Здесь мало что изменилось за прошедшие столетия. Каменные утесы и плиты, степной вереск и трава, от ветра прижавшиеся к земле, столетник с узловатыми корнями. Только на маяке время от времени устанавливались все более сильные лампы, и сейчас свет его в 19 миллионов свечей был виден судам, находящимся от берега значительно дальше, чем голубые траулеры Южно-Африканского Союза, выходившие на лов омаров.
Мысом Бурь назвали первооткрыватели эти уходившие в море скалы. Позже они получили название мыса Доброй Надежды по причине, которая была более очевидной тогда, чем теперь.

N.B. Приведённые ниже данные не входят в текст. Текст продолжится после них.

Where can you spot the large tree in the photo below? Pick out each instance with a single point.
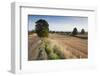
(75, 31)
(42, 28)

Но в настоящее время употребляются оба названия; в Африке они не означают противопоставлений.
Мыс как бы удлиняется полоской света маяка и разделяет землю зримым меридианом: по одну из его сторон завтрашний день становится вчерашним. Мы были на пороге нового десятилетия, и, можно надеяться, великан за это время сумеет подняться, расправить плечи и сбросить на землю как ненужный хлам расовые предрассудки. За короткое время мы узнали, что представляет собой 1960 год в Южной Африке.
— У нас осталось немного времени, — сказал я. — Что мы возьмем с собой домой?
— Что-нибудь необычное, — ответила Анна-Лена.
Не было никаких сувениров. Африка скупа на подарки. Более того, мы думали оставить кое-какие свои вещи. Мы хотели уменьшить вес нашего багажа в самолете, чтобы легче было выбраться из ЮАС.
— Как ты думаешь, чем занимается сейчас семья Косанге? — спросила Анна-Лена.
Даже здесь, у небесно-голубого моря, среди необитаемых скал, нельзя было забыть о людях. Это было единственное, о чем мы говорили. Мы никогда не приобретали столько друзей за короткое время. Южная Африка открыла нам новую сторону путешествий. Любой город в других странах оставлял обычно только одно ощущение: обилие впечатлений от достопримечательностей. Здесь оставалось впечатление от множества людей.
Насекомые затихли, медузы отплыли от берегов. В зимнее полугодие сумерки наступают рано. В Южной Африке солнечных дней больше, чем в любой стране Европы, — сообщалось в рекламах. Но это мрачная страна. Солнечный диск исчез в воде, как поплавок, и лучи, расходящиеся от него по небу, напоминали рыболовную лесу. От самого южного мыса мы пошли вдоль обрыва, на склонах которого дождь прорыл ложбины. Над Атлантикой занималась заря. Что это — наступление нового утра или последний отблеск заката?
НОВЫЙ МИР
Мы вернулись в Иоганнесбург и намеревались через два дня вылететь в Конго. В Иоганнесбург мы приехали поздно вечером. Когда мы шли в гостиницу, на улицах было пустынно…
Ночью я проснулся оттого, что кто-то кричал в коридоре. Я выглянул в окно, шум утих. Высокий трамвай прогромыхал в легком тумане.
Утром у нас было какое-то взвинченное настроение. Надин Гордимер пишет: «Когда люди говорят о напряженности, в которой они живут здесь, или о гнетущей предгрозовой атмосфере, они имеют в виду не конкуренцию, не суету большого города, не нехватку денег. Они имеют в виду винтовки под подушками у белых и решетки на окнах их домов. Они имеют в виду те неожиданные интермедии на тротуарах, когда вдруг черный отказывается уступить дорогу белому».